Expanse Storage provides a 12 PB Lustre parallel filesystem for fast scratch and project I/O and a 7 PB Ceph object store for object-storage workflows. Both are accessible from every Expanse node.
Jobs
In addition to the local scratch storage, users will have access to global parallel filesystems on Expanse. Every Expanse node has access to a 12 PB Lustre parallel file system (provided by Aeon Computing) and a 7 PB Ceph Object Store system, 140 GB/second performance storage. SDSC limits the number of files that can be stored in the /lustre/scratch filesystem to 2 million files per user. Users should contact support for assistance at the ACCESS Help Desk if their workflow requires extensive small I/O, to avoid causing system issues assosiated with load on the metadata server.

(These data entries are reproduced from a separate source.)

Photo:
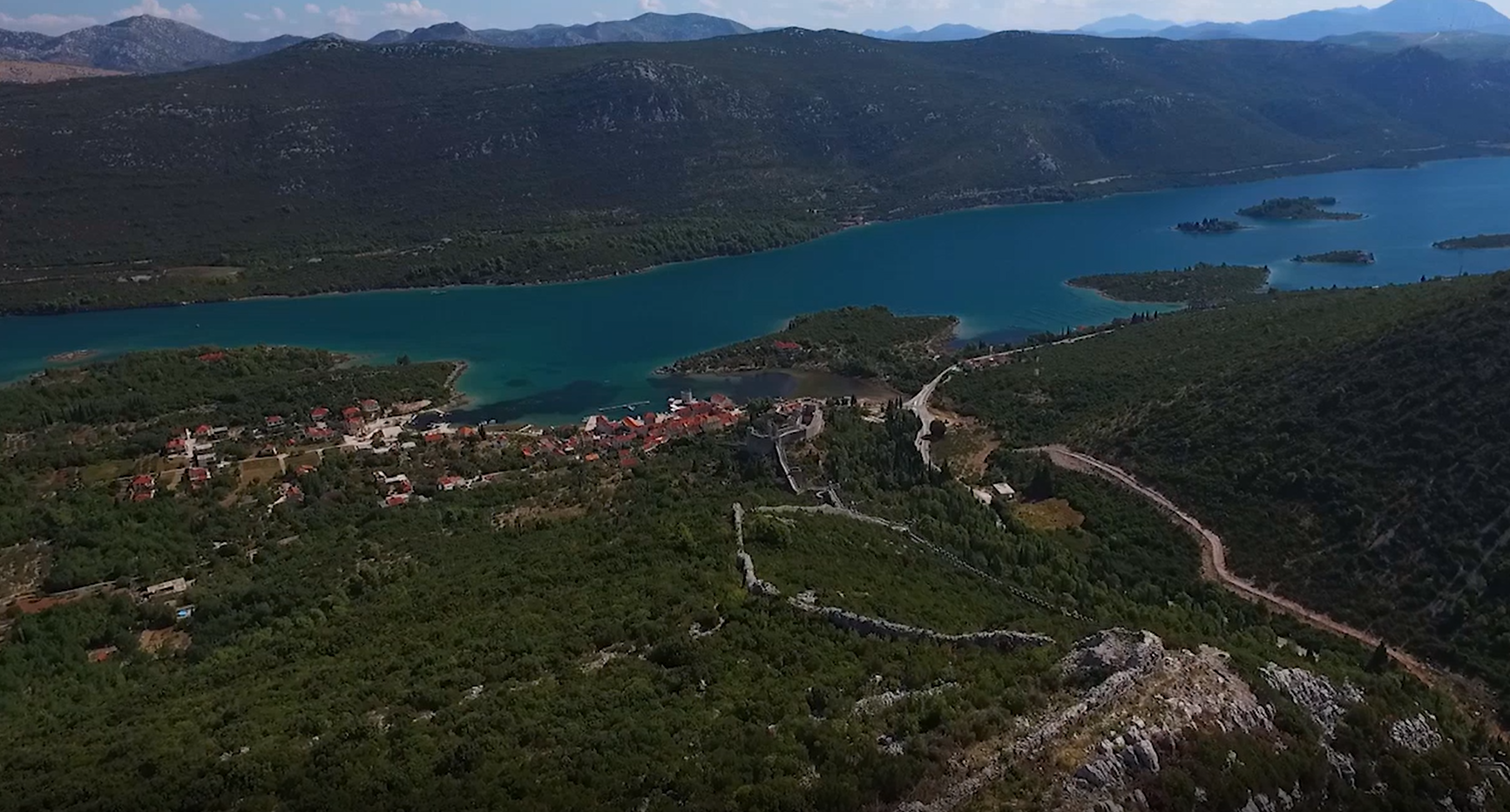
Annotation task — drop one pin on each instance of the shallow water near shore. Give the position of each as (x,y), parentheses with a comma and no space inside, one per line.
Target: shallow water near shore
(556,352)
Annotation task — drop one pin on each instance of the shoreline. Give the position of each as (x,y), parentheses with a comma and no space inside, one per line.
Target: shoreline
(1107,187)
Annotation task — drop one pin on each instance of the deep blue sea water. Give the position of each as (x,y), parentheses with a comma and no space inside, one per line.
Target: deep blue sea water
(556,352)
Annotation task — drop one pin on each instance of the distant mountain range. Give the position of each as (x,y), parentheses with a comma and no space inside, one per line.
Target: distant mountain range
(152,44)
(647,28)
(949,32)
(139,44)
(1450,44)
(1396,17)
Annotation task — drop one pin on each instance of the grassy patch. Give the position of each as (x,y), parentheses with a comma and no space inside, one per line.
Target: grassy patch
(1048,515)
(260,470)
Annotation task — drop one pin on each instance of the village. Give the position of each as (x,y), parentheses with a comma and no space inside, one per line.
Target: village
(284,447)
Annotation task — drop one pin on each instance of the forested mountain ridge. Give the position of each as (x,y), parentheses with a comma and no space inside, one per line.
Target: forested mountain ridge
(148,44)
(570,634)
(1345,444)
(418,165)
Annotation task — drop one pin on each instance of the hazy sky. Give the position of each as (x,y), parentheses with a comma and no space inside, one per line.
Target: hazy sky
(261,18)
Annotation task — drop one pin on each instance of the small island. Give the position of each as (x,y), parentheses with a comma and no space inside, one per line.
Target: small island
(1338,259)
(1209,225)
(1483,240)
(71,356)
(1196,286)
(1297,208)
(850,342)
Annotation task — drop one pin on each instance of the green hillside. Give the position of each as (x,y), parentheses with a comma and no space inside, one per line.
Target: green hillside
(1347,445)
(599,651)
(339,166)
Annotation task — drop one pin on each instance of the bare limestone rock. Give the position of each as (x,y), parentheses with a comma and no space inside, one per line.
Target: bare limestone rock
(1110,651)
(1417,734)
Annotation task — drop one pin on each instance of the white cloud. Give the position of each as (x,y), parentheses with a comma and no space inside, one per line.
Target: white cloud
(47,23)
(183,14)
(412,10)
(343,17)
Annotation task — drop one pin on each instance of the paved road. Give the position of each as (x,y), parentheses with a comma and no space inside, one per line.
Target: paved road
(1213,558)
(918,405)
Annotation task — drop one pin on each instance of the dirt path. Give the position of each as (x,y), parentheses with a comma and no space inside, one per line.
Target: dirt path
(1215,568)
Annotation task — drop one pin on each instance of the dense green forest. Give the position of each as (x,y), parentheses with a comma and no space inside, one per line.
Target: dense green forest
(1198,286)
(855,342)
(504,165)
(1344,443)
(1297,208)
(577,637)
(242,385)
(1483,240)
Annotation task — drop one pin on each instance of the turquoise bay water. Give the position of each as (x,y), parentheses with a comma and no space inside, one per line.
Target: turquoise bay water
(554,352)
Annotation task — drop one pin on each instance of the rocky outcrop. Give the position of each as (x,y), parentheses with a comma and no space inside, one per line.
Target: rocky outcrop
(1172,692)
(1125,755)
(1417,734)
(1316,694)
(1110,651)
(877,626)
(887,699)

The two Lustre filesystems available on Expanse are:
- Lustre Expanse scratch filesystem:
/expanse/lustre/scratch/$USER/temp_project - Lustre NSF projects filesystem:
/expanse/lustre/projects/
SUBMITTING JOBS USING LUSTRE
Jobs that need to use the Lustre filesystem should explicitly reqeust the feature by including the following line to their script:
#SBATCH --constraint="lustre"
This constraint can be used in combination with any other constraints you are already using. For example:
#SBATCH --constraint="lustre&persistenceoff&exclusive"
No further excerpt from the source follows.